James sucked in a harsh breath. “How? How is that possible?”
“Haven’t you figured it out yet? The woman behind this mask is so easily forgettable as to be invisible.”
He stared at her. “I don’t believe that.”
Emma knew her look was slightly pitying. “James—”
He kissed her, his lips soft on hers. “Let me see you and I’ll prove it isn’t true,” he murmured. When she shook her head, he kissed her again and again. “Then wait here.”
Emma watched as he rose from the bed. She admired his beautiful form in the light. The way his muscles flexed as he picked up a candlestick and blew out the flame.
She stayed silent as he went around the room and snuffed out each candle until they were left in complete darkness. The bed dipped as he returned, and she felt him reach for her mask.
He slid it off and she heard him place it on the bedside table.
Then he touched her. She felt his fingertips brush along her closed eyelids, down the slope of her nose.
“Beautiful,” he whispered. “God, you’re so beautiful.”
Emma drew away, b
ut not far enough. His lips found her cheek; he pressed a kiss there.
“In the darkness you can imagine me to look anyway you’d like,” she said.
“No. It allows me to appreciate you more.” His hands slid down her neck to the tops of her shoulders. “The feel of your skin.” Down her breasts to her stomach. “The shape of you. Every part I might otherwise miss.”
He traced the lines of her body like she was a work of art. Like he wanted to be able to shut his eyes and draw her from touch. He kissed across her skin, inch by inch. Then he laid himself on top of her, their bodies pressed together, and Emma knew she would never forget how perfectly he fit there.

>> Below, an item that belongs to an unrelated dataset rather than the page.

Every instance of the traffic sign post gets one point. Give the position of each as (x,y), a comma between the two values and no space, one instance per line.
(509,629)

“Tell me your name,” he whispered against the pulse of her throat.
“Selene.”
James nipped at her, as if in chastisement. “Your real name. Tell me, and I’ll call on you tomorrow.”

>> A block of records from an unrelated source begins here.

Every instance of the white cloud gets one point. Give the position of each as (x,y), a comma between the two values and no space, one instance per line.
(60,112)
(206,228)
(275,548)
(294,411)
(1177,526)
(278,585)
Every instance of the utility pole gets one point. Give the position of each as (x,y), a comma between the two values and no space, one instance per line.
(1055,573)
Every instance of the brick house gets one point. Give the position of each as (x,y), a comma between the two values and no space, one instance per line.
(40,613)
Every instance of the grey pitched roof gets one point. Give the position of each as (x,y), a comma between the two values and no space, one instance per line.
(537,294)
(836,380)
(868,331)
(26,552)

Emma shook her head. She couldn’t, even amid the terrible thoughts — fake, fraud, liar — because then this would end. And god help her, she wanted to keep him right where he was, so close to her heart.
“I can’t.”
He paused, his breath coming fast. “Don’t want or can’t?”
Emma shut her eyes, knowing she had to lie. She couldn’t keep stealing time from him. “Can’t. I’m married.”
The lie sat so uneasily on her tongue, she was surprised she didn’t choke on the words. But no, they came out so smoothly, despite their bitter taste. She deceived so well.
The curse he whispered against her skin made her feel like a villain. He’d wanted to call on her, as if she were a woman he wished to court. A woman he could court.
“Then keep meeting me here. The day after tomorrow.”
She wanted to meet him here every night. Every morning. She wanted to wake up in his arms and meet his eyes without her mask. But she had duties to attend to — her work his sister. Their next essay was almost complete.
“Six days,” she told him. Then she kissed his chin. “In the meantime, go confront your inevitable.”